We’ve started 2026 working busily behind-the-scenes, and we’ll be sharing a lot more with you soon about what we’ve been doing and how you can get involved.
For now, you can read about a new report on our experiments in AI benchmarking and the session that kicked off our new webinar series, which will run through to the end of the year.
On Thursday 5 February, we published our work on developing the CitizenQuery-UK benchmark, a piece of research in which we tested how AI responds to “citizen queries.”
We asked different AI models from the Gemini, Claude, and ChatGPT families about different aspects of government information, including taxes, benefits, employment, and more. We then used a bespoke dataset we built from gov.uk and our own structured evaluation methods to check the accuracy of their answers.
Our research shows just how competitive AI models are with one another, but also how far they have to go, with many models giving information overloads and losing accuracy as a result. Also, we found that AI is rarely brave enough to say “I don’t know,” an important behaviour that undermines how much we can trust their answers.
You can read the research and the academic paper here.
Croissant update
We’ve been supporting the 1.1 update to the Croissant metadata standard, helping to improve the way hundreds of thousands of datasets are documented online and used for machine learning and AI. The 1.1 update allows richer annotation of data, meaning a publisher can tell the users of their datasets the information they need to know about how the data was collected or how it should be interpreted. With mappings to other metadata standards too, Croissant 1.1 is stepping forward as a way to get everyone on the same page, speaking the same language, when using data for AI. Watch this space as well announce more on this shortly.
We have two fantastic sessions lined up for you this month that you won’t want to miss.

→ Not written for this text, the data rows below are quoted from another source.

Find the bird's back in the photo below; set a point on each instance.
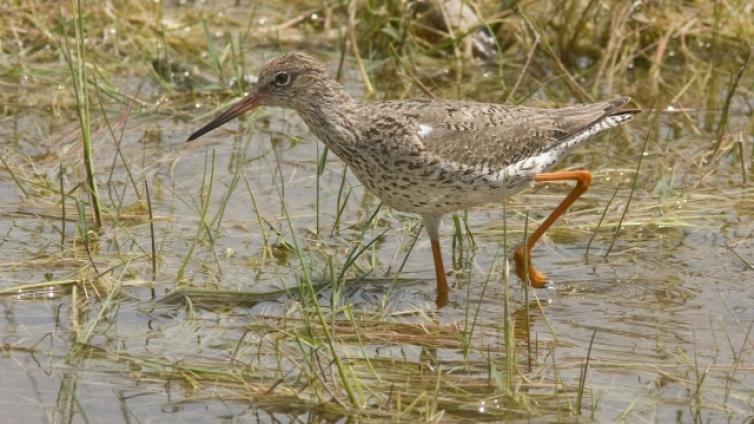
(485, 134)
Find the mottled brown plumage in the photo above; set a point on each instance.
(431, 157)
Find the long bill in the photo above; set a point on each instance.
(248, 103)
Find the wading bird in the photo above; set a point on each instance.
(431, 157)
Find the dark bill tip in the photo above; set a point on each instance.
(248, 103)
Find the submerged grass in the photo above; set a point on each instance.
(299, 295)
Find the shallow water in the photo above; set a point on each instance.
(669, 307)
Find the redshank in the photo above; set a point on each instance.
(431, 157)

First, join us on Wednesday, 18 February (4–5 PM GMT) for Solid World Feb 2026, where we’ll be charting the course for the next era of the decentralised web with key voices from the Solid ecosystem. Book your free ticket here.

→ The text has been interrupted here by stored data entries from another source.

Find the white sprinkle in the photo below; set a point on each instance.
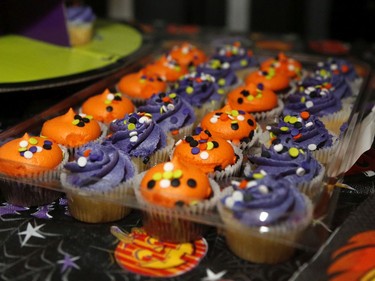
(237, 196)
(263, 189)
(134, 139)
(28, 155)
(168, 166)
(204, 155)
(278, 147)
(23, 143)
(229, 202)
(164, 183)
(312, 147)
(300, 171)
(213, 120)
(82, 161)
(309, 104)
(110, 96)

Following that, on Monday, 23 February (4–5 PM GMT), we are hosting Data Ethics Professional #11, featuring Global Fishing Watch for an insightful discussion on embedding ethical AI considerations into real-world operations. Book your free ticket here.

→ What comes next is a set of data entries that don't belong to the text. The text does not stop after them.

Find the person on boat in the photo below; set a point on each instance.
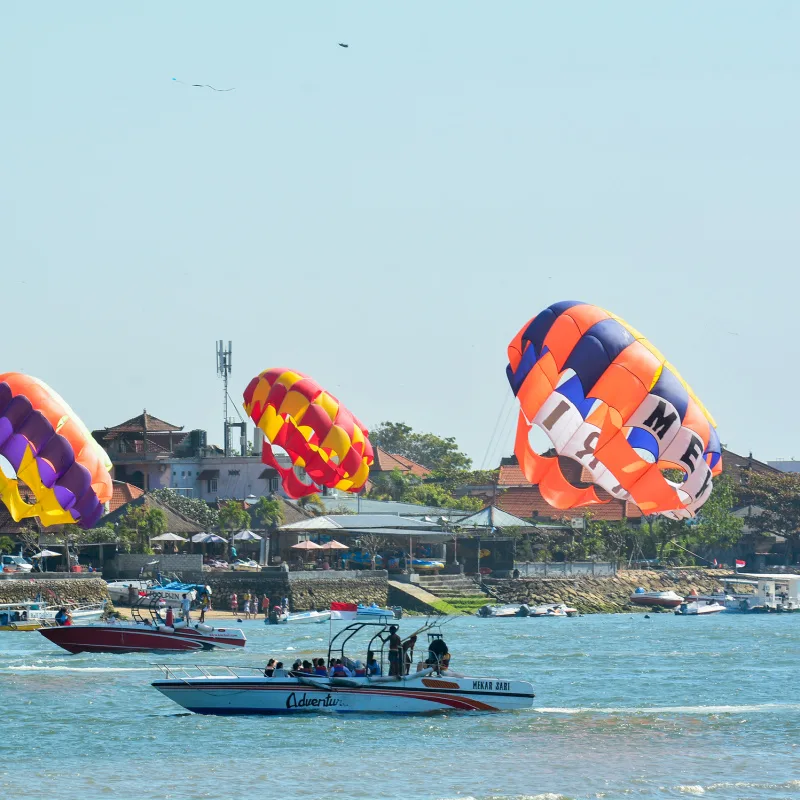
(395, 652)
(373, 667)
(186, 605)
(319, 668)
(340, 670)
(408, 653)
(438, 655)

Thomas Carey-Wilson was in Chile in January as part of our work with the UK’s Foreign Commonwealth and Development Office, which looked to support the design and implementation of Chile’s digital and AI regulatory frameworks.
Thomas has also been in Washington D.C. for the Digital Competition Conference, where he discussed his work last year with the Data Transfer Initiative on “Defining ‘Real-Time’: A toolkit for assessing data portability under the DMA and digital competition laws”.
Also on Thursday 5 February, we held a webinar on Public Services and AI. This built on the CitizenQuery work, mentioned above, with a presentation of key findings followed by a panel discussion between me, Richard Pope, and Andy Dudfield, chaired by Emer Coleman.
It was a great discussion with lots of insightful questions from the audience, the recording will be available shortly–and we’re looking forward to bringing you more research about the interactions between government and AI.